Hochmut kommt auch nach dem Fall
Im Abgang prangerte Harald Mahrer „Populismus“ an.
Ein Thema hat die letzten beiden Wochen klar beherrscht. Zuerst eine inhaltliche Fehleinschätzung, dann ein Hin- und Herrudern und schlussendlich ein Abgang ohne Reue. Meine Kunden und Freunde von mir wollten wissen: Wie nehme ich als PR- und Kommunikationsexpertin und Unternehmerin die Entwicklungen in der Wirtschaftskammer wahr?
Klar – aus Kommunikationssicht war das Vorgehen ein Desaster. Dass aber nur schlechte Kommunikation an diesem Schlamassel Schuld sein soll, ist zu einfach gedacht und stimmt auch nicht. Denn zu diesem Punkt führten falsche strategische Einschätzungen und Entscheidungen.
Pia Ulrich
Im Ö1-Interview vor einer Woche nahm Harald Mahrer als Wirtschaftskammerpräsident die Verantwortung dafür auf sich. Er gab zu, dass Fehler passiert sind und entschuldigte sich dafür. Sehr ungewöhnlich in der heimischen Politik.
Dieser Anfall von Demut legte sich aber rasch wieder, als der gewünschte Effekt nicht eintrat. Nämlich, dass damit alles erledigt ist. Im Gegenteil. Es folgte die maximale Eskalation – der von vielen Seiten geforderte Rücktritt. In Harald Mahrers Rücktrittsvideo war von der scheitelknienden Selbstgeißelung nichts mehr zu hören. Beleidigt wurden nicht die eigenen Fehler als Grund für diesen unvermeidlichen Schritt dargelegt, sondern „Populismus und persönliche Ressentiments“ der medialen Debatte, auf deren Spielfeld sich der Ex-Kammerpräsident nicht mehr wohlfühle. Schuld sind also die anderen. Hier zeigt sich: Hochmut kommt manchmal auch nach dem Fall. Und: Selbst mit der besten Krisenkommunikation nach allen Regeln der Kunst kann man ab einem gewissen Zeitpunkt das Ruder nicht mehr herumreißen.
Neues Kapitel
Als Unternehmerin bin ich davon überzeugt: Eine starke Interessenvertretung ist für mich persönlich und für die heimische Wirtschaft im Allgemeinen wichtig und notwendig. Daher bleibt zu hoffen, dass die Wirtschaftskammer unter neuer Führung ein neues Kapitel aufschlägt. Denn die Sozialpartnerschaft ist ein Grundpfeiler unserer Demokratie und eines friedlichen Miteinanders.

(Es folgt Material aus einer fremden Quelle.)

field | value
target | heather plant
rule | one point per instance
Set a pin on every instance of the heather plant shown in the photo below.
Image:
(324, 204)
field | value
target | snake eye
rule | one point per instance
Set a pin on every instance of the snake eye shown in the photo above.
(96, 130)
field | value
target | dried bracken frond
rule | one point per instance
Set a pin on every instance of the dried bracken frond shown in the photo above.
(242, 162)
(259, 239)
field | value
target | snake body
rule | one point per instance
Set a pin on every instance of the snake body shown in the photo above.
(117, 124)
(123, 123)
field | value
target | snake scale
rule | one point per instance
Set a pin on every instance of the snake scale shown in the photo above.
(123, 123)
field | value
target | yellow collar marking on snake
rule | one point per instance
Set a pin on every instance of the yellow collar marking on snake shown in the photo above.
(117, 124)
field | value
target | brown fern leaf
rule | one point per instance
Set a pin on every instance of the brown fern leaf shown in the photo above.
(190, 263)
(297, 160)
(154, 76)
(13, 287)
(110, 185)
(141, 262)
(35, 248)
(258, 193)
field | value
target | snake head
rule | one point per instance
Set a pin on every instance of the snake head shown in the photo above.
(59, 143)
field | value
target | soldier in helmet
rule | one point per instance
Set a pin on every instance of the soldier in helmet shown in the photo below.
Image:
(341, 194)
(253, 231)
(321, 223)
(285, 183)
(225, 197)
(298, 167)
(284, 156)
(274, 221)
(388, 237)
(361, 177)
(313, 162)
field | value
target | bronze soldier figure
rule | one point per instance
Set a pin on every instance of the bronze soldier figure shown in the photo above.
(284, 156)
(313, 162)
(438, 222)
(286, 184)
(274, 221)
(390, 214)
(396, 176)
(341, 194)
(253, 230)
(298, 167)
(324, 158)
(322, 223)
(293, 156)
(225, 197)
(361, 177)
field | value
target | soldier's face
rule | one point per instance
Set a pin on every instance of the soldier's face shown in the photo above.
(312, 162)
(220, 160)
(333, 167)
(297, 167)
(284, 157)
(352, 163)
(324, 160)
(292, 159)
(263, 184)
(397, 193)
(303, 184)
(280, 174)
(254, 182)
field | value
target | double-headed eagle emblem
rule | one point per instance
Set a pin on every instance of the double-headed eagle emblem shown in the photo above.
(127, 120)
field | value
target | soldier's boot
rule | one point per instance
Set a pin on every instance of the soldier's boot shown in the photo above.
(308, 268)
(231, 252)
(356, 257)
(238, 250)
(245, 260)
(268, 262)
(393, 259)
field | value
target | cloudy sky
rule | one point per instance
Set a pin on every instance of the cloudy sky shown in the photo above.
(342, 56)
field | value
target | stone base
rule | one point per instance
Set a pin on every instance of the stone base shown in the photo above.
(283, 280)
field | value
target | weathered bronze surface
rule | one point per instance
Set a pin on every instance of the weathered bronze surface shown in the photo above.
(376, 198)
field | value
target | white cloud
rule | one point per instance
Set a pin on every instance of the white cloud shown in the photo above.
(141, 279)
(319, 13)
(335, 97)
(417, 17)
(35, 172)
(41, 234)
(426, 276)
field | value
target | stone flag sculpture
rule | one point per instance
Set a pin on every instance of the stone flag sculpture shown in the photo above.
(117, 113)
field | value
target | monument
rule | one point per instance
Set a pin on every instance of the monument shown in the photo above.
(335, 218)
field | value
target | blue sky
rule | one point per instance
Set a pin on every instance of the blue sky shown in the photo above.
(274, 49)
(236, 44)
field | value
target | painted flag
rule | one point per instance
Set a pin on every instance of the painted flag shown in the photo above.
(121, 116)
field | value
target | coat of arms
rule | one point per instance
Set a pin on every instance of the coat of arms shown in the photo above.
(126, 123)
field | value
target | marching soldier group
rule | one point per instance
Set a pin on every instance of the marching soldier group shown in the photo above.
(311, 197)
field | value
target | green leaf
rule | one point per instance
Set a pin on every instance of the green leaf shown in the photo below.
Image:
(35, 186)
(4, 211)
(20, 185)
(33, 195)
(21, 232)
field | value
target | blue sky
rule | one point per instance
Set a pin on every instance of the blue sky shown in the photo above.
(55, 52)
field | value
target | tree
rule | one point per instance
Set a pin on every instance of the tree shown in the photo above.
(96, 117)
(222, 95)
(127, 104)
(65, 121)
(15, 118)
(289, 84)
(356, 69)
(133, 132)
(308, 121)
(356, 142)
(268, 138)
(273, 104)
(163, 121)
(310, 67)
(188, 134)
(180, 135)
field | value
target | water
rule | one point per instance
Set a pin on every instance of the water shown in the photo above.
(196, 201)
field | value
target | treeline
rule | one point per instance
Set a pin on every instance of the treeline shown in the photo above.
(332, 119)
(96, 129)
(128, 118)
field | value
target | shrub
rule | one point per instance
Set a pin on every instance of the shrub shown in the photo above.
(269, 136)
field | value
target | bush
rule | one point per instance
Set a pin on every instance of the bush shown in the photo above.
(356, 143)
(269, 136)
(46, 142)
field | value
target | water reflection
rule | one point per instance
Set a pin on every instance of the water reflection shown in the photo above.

Alle Interessenvertretungen sollten diese Ereignisse zum Anlass nehmen, um an sich selbst und ihren Entscheidungsträgern zu arbeiten – im Sinne jener, die sie vertreten. Mit Demut, statt mit Hochmut.
Zur Autorin:
Pia Ulrich ist eine Wiener Unternehmerin. Nach 15 Jahren in der politischen Öffentlichkeitsarbeit hat sie sich als PR- und Kommunikationsexpertin selbstständig gemacht.